Yalnızca İstanbul’da değil, Karadeniz’den Akdeniz’e, doğudan batıya her tarafta aynı.
Son afetin merkezi Esenyurt… Şiddetli yağış sonrası Haramidere taştı.
Arazi yapısına bakınca, ne görüyoruz?
Derenin, bir gün mutlaka taşacağını haykırdığını...
Fakat duyan olmamış. Birileri duysa da zerre kadar aldırış etmemişler.
Adı üstünde dere. Başında ise harami var.
Kimler harami? Kaç kişiler? Hakikaten kırk mı?
Niye bu ismi vermişler?
Ali Baba nerede?
Düşününce cevapları bulabiliriz.
O riskli bölgeye bina yapan da haramidir, bina yapılmasına izin veren de.
Orada tarihî bir taş köprü vardır. Haramidere Köprüsü. Çok şık bir mimarî eser.
Trafik yoğunluğu yüzünden etrafını sonradan yapılan modern yollar sarmış.
Ne girişi var artık ne çıkışı.
İşlevsiz hâlde, küsmüş gibi tek başına duruyor.

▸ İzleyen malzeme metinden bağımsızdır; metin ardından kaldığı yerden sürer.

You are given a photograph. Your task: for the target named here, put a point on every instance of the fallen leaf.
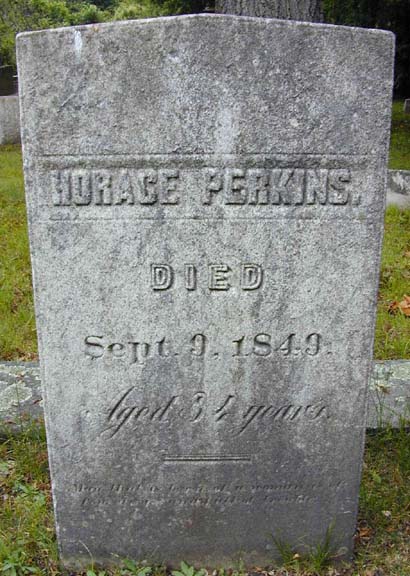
(402, 306)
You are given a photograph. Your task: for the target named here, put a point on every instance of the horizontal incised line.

Eminim ki her gün yanından geçenlerin çoğu farkında değil.
Hiç görmeyenler bile vardır.
Yüzlerce yılı geride bırakmasına rağmen, sapasağlam duruyor fakat kullanılamıyor.
Yanına yaklaşmak dahi mümkün değil.
O kadar zavallı, o kadar garip ve kimsesiz hâlde ki, dili olsa neler söyler kim bilir?

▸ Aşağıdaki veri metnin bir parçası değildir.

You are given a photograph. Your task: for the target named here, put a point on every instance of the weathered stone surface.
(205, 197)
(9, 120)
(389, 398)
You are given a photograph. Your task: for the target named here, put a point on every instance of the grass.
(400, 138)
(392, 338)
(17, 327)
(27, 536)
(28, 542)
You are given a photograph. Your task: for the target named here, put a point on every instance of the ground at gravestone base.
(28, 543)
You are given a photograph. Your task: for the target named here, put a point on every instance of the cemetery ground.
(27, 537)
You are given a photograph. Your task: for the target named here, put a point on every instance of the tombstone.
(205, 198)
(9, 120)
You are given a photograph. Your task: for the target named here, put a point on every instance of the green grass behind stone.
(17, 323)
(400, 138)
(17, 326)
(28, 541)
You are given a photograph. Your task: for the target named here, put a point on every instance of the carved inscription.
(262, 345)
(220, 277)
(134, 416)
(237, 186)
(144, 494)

Tarihe saygı olsaydı, o köprüyü korurduk, etrafına yeni yollar yaparken varlığını ve kimliğini dikkate alırdık. Hemen yanı başına binalar yapılmasına izin vermezdik.
Sezai Karakoç, çocuklar için risk olmasın diye evlerin balkonsuz yapılmasını ister ‘Balkon’ şiirinde.
Onun kadar önemli bir husus daha var.
Evlerin bodrum katlarına ikamet izni verilmemeli.
Sel gelince üç metrelik su dolan yerler insanî değil.
Hayvanlar için bile tehlikeli.
Ey sayın yetkililer… En sayın yetkililer… Lütfen bu konuyla ilgilenin, insanları bodrumlardan kurtarın.
Bu konu çok büyük ciddiyetle ele alınmalı. İnsanların köstebeklerden farkı olsa gerek.